Brüssel, August 2020 - Die belgischen Unternehmen schätzen, dass ihr Umsatz derzeit noch immer 13 % unter dem normalen Niveau liegt. Dies ist zwar eine Verbesserung im Vergleich zu Ende Juni (+4 Prozentpunkte), aber die Erholung verläuft schleppend.  Darüber hinaus erwarten die Unternehmen auch für das nächste Jahr einen um 10 % niedrigeren Umsatz als normal. Dies geht aus der neuen ERMG-Umfrage unter belgischen Unternehmen hervor. Diese Umfrage zeigt, dass sich die Krise bei zwei von drei befragten Unternehmen nachhaltig auf die Arbeitsweise auswirken wird, zum Beispiel in Form einer Zunahme der Telearbeit oder einer Verringerung der Geschäftsreisen.

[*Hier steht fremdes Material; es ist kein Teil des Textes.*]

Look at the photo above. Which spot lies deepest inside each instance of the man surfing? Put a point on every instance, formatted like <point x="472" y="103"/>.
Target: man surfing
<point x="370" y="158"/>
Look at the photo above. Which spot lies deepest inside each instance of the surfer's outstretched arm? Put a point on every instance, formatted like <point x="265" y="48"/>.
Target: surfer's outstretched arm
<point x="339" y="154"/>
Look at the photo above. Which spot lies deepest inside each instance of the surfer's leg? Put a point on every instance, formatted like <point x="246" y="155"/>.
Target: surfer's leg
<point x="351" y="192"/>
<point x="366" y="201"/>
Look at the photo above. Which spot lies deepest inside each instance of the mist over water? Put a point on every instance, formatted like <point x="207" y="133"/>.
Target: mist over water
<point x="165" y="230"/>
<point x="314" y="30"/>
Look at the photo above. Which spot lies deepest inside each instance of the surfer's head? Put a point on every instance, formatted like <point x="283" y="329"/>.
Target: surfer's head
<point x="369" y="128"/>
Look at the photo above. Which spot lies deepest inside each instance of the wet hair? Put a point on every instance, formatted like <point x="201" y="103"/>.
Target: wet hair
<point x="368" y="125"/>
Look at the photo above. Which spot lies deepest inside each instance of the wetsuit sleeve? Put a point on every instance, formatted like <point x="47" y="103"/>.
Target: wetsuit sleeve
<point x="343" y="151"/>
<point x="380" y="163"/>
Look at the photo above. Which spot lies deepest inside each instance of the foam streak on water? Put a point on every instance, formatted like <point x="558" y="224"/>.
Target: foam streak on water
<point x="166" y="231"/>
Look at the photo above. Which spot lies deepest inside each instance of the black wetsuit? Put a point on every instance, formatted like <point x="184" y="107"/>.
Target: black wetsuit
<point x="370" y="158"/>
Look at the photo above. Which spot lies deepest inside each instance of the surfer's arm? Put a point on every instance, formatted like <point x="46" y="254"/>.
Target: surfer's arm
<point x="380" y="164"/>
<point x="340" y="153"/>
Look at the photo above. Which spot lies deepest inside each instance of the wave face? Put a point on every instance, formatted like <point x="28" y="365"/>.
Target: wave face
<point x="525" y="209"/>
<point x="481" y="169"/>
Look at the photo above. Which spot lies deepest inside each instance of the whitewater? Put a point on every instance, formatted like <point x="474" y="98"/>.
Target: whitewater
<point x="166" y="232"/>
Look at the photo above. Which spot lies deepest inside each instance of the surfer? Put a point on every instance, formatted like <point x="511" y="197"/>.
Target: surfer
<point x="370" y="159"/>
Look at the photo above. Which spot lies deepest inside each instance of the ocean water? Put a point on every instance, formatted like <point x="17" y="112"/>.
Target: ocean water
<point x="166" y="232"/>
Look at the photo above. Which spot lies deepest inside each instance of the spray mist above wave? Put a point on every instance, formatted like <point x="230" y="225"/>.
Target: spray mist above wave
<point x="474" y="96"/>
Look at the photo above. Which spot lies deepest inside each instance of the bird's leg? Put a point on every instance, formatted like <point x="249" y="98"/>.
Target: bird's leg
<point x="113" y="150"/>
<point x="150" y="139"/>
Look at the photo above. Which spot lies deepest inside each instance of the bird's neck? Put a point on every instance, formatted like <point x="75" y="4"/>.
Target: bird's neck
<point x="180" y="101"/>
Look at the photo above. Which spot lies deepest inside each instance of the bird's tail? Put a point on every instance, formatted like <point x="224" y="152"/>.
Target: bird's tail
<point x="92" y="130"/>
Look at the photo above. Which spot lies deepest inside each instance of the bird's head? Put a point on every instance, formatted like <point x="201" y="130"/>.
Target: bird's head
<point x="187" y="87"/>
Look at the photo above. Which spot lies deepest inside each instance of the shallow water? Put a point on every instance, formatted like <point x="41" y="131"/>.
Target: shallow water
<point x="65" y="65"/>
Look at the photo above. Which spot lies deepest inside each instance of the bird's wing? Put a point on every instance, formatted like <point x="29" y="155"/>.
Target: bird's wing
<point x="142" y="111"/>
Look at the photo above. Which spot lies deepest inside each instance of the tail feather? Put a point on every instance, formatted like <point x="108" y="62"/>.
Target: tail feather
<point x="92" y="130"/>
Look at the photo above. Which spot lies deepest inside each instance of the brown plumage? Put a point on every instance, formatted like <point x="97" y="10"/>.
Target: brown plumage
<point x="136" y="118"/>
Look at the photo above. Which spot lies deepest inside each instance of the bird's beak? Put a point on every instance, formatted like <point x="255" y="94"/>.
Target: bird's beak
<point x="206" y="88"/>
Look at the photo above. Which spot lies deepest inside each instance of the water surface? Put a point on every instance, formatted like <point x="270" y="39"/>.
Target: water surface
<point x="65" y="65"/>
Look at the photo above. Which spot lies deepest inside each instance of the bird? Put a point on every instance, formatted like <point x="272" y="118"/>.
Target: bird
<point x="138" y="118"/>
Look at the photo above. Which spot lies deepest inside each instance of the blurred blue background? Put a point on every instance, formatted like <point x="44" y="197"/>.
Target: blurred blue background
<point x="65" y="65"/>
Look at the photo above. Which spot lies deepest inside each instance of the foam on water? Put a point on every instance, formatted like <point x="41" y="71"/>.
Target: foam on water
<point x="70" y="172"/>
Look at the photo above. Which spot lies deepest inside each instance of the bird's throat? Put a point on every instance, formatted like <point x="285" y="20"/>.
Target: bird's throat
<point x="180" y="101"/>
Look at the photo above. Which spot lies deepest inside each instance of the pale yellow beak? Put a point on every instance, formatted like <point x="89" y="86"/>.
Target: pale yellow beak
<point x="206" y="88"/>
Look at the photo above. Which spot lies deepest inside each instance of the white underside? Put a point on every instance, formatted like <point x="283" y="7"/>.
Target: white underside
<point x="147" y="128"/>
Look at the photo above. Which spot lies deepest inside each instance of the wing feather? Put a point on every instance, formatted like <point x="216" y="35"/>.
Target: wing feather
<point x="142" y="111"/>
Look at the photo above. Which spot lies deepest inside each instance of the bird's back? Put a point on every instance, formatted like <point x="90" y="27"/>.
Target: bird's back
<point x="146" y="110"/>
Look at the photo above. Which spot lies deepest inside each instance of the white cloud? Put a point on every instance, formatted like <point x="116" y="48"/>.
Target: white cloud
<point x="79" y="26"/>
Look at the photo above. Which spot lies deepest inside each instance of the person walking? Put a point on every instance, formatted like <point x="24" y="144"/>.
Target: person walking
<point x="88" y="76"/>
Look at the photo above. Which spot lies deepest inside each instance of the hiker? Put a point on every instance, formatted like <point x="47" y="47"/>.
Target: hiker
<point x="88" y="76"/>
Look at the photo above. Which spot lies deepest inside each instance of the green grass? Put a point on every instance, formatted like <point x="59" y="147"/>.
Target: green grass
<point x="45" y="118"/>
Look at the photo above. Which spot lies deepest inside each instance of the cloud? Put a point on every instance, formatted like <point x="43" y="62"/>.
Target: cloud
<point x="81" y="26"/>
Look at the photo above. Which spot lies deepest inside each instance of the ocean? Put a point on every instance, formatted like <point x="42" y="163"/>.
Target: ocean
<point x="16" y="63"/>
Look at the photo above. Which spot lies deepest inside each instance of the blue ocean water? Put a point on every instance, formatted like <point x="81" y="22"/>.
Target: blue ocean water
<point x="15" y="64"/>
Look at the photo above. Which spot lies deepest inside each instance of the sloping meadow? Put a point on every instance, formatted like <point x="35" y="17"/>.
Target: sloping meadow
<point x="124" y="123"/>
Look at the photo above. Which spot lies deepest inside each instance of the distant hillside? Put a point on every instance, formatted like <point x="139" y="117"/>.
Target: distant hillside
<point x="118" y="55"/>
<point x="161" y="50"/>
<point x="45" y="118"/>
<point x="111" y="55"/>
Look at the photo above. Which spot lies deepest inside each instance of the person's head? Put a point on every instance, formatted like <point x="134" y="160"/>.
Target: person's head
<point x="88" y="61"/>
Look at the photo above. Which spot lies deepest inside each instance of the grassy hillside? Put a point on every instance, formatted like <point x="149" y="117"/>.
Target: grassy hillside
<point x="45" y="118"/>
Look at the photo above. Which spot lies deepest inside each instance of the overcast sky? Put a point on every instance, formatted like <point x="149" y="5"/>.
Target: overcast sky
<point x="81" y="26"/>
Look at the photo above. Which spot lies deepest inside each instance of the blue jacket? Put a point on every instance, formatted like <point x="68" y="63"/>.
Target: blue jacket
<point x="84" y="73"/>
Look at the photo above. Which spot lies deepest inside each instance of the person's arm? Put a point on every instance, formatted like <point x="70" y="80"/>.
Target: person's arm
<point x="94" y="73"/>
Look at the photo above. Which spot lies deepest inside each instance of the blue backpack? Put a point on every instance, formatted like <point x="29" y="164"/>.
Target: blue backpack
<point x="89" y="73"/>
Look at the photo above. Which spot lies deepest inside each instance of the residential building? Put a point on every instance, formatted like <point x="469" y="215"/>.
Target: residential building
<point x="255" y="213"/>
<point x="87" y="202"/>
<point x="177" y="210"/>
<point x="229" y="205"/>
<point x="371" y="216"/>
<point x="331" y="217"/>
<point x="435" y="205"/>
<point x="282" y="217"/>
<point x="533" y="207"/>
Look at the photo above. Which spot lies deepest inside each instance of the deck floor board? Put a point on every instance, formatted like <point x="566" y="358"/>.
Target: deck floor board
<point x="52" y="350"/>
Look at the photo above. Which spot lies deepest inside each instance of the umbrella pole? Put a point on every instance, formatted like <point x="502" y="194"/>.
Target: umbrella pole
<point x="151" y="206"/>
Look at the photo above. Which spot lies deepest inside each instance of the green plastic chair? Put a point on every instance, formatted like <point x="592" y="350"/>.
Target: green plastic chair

Eine neue Umfrage wurde letzte Woche von mehreren Unternehmens- und Selbständigenverbänden (BECI, NSS, UCM, UNIZO, UWE und VOKA) durchgeführt. Diese Initiative wird von der BNB und der FEB/VBO koordiniert. Die Umfrage folgt auf eine Reihe von zehn Erhebungswellen, die zwischen März und Juni durchgeführt wurden, um die Auswirkungen der Coronavirus-Krise und der Eindämmungsmaßnahmen auf die Wirtschaftstätigkeit sowie auf die finanzielle Gesundheit und die Entscheidungen der Unternehmen zu bewerten. Diese Erhebungsreihe wurde während der Ferienmonate vorübergehend unterbrochen, unter anderem weil die Teilnehmerzahl gering gewesen wäre. An dieser neuen Umfrage nahmen insgesamt 4 430 Unternehmen und Selbständige teil[1]. Die Entwicklung der erwähnten Indikatoren ist angesichts der langen Zeitspanne zwischen dieser und der vorherigen Umfrage mit Vorsicht zu interpretieren. Es kann ein Survival Bias (deutsch: Überlebensirrtum) auftreten, insbesondere innerhalb bestimmter Wirtschaftszweige. Möglicherweise haben einige der Unternehmen in Schwierigkeiten inzwischen Konkurs angemeldet und werden deshalb in dieser Umfrage nicht mehr berücksichtigt. Darüber hinaus unterscheiden sich die Befragten von denen der vorherigen Umfrage (teilweise aufgrund der Teilnahme der UCM). Es scheint jedoch, dass die Zusammensetzung der dieswöchigen Stichprobe näher an der sektoralen und regionalen Zusammensetzung der belgischen Wirtschaft ist als in früheren Umfragen.

 

[1] Die Teilnahme an der Umfrage von Verbänden von Unternehmen eines bestimmten Wirtschaftszweiges kann zu Stichprobenfehlern führen. Tatsächlich könnten die Unternehmen eines bestimmten Wirtschaftszweigs in unserer Stichprobe stärker vertreten sein als in der belgischen Wirtschaft insgesamt. Eine Schichtung der Stichprobe nach Wirtschaftszweigen wurde daher entsprechend ihrem Anteil an der  Wertschöpfung der Belgischen Wirtschaft vorgenommen. Allerdings ist die Entwicklung im Zeitverlauf mit Vorsicht zu interpretieren, da die Unternehmen, die die Umfrage ausfüllen, von Woche zu Woche unterschiedlich sein können. Die Werte können wegen später übermittelter Daten und der kontinuierlichen Verfeinerung der Datenanalyse geringfügig von denen in der vorherigen Publikation abweichen.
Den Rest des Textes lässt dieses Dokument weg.